La question se pose d'emblée : fonder une maison d'édition par les temps qui courent, alors que les éditeurs indépendants pullulent déjà et qu'on entend partout prédire la mort imminente du livre, n'est-ce pas singulièrement casse-cou? Geneviève le croyait à l'origine, jusqu'à ce que certains auteurs de la relève avec qui elle travaillait à la Courte échelle (où elle a mis sur pied la collection La Mèche) commencent à lui proposer des projets. « Chemin faisant, tu prends conscience que tu as une vision éditoriale propre et qu'il y a certains livres qui ne sont publiés nulle part, mais que toi tu mettrais au jour, résume-t-elle. Et là, tu réalises qu'il n'y a jamais trop d'éditeurs, tant qu'il y a des visions singulières et différentes. » Éventuellement, Geneviève s'est retrouvée à la croisée des chemins. « Beaucoup des écrivains avec qui je travaillais m'ont suggéré de fonder ma propre maison d'édition. J'étais morte de peur. Mais après avoir consulté des gens du milieu et des mentors, j'ai foncé. Et voilà, presque trois ans plus tard, on est rendus là et j'en suis bien contente. »

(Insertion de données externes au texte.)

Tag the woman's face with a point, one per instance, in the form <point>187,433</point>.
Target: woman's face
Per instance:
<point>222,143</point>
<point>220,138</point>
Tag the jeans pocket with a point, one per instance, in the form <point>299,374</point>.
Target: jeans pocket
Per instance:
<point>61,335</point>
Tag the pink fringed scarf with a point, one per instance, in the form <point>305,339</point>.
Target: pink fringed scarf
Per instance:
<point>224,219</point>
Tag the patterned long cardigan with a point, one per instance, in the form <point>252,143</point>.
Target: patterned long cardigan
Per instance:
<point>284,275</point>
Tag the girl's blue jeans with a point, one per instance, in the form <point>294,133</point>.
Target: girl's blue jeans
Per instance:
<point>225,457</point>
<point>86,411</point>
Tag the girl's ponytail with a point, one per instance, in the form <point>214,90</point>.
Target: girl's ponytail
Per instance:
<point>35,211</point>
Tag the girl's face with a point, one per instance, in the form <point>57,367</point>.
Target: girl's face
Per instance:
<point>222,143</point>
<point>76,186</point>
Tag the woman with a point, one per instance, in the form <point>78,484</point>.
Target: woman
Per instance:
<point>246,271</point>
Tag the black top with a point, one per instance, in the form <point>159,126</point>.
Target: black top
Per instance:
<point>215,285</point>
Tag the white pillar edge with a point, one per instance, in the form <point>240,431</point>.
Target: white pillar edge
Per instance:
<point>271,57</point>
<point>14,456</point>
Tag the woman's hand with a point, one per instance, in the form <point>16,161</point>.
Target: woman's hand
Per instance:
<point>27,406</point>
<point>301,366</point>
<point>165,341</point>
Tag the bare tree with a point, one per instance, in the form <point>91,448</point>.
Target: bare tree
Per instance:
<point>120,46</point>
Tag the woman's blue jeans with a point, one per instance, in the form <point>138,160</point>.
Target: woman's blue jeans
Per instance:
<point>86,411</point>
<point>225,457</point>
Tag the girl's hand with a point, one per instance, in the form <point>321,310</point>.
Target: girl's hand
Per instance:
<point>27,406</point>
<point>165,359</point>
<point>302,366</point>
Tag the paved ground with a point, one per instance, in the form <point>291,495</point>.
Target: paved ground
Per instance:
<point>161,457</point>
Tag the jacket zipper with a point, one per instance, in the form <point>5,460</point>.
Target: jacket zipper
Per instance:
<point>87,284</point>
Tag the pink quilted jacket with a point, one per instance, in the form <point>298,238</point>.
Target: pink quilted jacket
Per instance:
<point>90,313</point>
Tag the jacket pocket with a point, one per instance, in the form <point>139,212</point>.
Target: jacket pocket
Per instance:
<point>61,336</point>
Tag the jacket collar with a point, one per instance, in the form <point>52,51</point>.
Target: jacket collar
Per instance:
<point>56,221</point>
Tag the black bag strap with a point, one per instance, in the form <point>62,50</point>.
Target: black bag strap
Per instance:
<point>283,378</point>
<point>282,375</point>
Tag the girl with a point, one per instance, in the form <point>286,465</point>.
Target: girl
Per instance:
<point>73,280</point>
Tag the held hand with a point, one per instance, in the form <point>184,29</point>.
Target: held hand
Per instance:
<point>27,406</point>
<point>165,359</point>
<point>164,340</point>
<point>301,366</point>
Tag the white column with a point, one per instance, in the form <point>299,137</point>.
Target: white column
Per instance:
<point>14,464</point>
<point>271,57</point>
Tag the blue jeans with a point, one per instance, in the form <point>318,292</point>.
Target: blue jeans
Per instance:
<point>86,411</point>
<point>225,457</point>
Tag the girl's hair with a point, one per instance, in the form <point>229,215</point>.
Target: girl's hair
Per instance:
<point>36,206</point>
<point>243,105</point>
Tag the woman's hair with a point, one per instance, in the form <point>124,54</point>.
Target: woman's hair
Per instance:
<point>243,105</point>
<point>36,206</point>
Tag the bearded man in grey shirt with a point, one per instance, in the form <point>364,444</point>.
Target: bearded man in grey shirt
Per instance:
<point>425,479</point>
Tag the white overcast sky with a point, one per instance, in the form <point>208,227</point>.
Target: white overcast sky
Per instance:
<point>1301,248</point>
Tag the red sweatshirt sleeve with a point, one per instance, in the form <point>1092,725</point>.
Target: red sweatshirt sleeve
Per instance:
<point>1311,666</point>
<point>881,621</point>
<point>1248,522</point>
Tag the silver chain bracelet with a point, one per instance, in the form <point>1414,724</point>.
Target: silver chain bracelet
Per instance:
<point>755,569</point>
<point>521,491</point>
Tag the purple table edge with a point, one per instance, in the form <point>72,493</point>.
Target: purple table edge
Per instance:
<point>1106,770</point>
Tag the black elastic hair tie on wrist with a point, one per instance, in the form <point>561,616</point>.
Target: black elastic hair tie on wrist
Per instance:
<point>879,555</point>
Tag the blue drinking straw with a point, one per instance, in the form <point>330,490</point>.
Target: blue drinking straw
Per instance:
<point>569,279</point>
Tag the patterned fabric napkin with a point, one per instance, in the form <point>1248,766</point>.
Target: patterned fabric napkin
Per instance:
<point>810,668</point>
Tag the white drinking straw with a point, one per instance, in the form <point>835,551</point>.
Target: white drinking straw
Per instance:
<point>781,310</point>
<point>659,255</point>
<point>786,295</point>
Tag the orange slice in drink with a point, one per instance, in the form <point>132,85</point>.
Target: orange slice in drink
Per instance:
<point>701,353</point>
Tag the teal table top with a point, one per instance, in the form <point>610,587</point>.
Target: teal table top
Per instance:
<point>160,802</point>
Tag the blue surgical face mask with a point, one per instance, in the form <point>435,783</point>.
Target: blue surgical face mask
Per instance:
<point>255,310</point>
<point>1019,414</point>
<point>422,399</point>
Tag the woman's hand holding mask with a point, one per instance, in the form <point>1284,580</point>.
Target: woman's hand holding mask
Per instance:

Source : Page Facebook du Cheval d'août
Un travail d'équipe
Même si elle tient l'entreprise à bout de bras, Geneviève insiste sur le fait que Le Cheval d'août, c'est le fruit du labeur de toute une équipe, qui travaille en quelque sorte dans la coulisse de la coulisse. « Le rôle des éditeurs est un peu surfait, croit-elle. On dit souvent qu'un éditeur, c'est une personne avec une vision, des coups de génie, qui déniche des manuscrits... C'est sûr qu'il faut que tu aies un sens très sûr du casting et de la politique éditoriale, et une certaine idée de ce que tu voudrais voir paraître dans l'horizon littéraire, mais c'est aussi un travail très artisanal. Au Cheval d'août, j'ai la chance de travailler à toutes les étapes avec des gens extraordinaires. Par exemple, je collabore avec des réviseurs ou des correcteurs chevronnés qui sont déjà des écrivains de grande qualité. Chaque texte devient un travail collaboratif, qui cumule la réflexion de plusieurs personnes. C'est d'autant plus important quand on travaille souvent avec des primo-romanciers. »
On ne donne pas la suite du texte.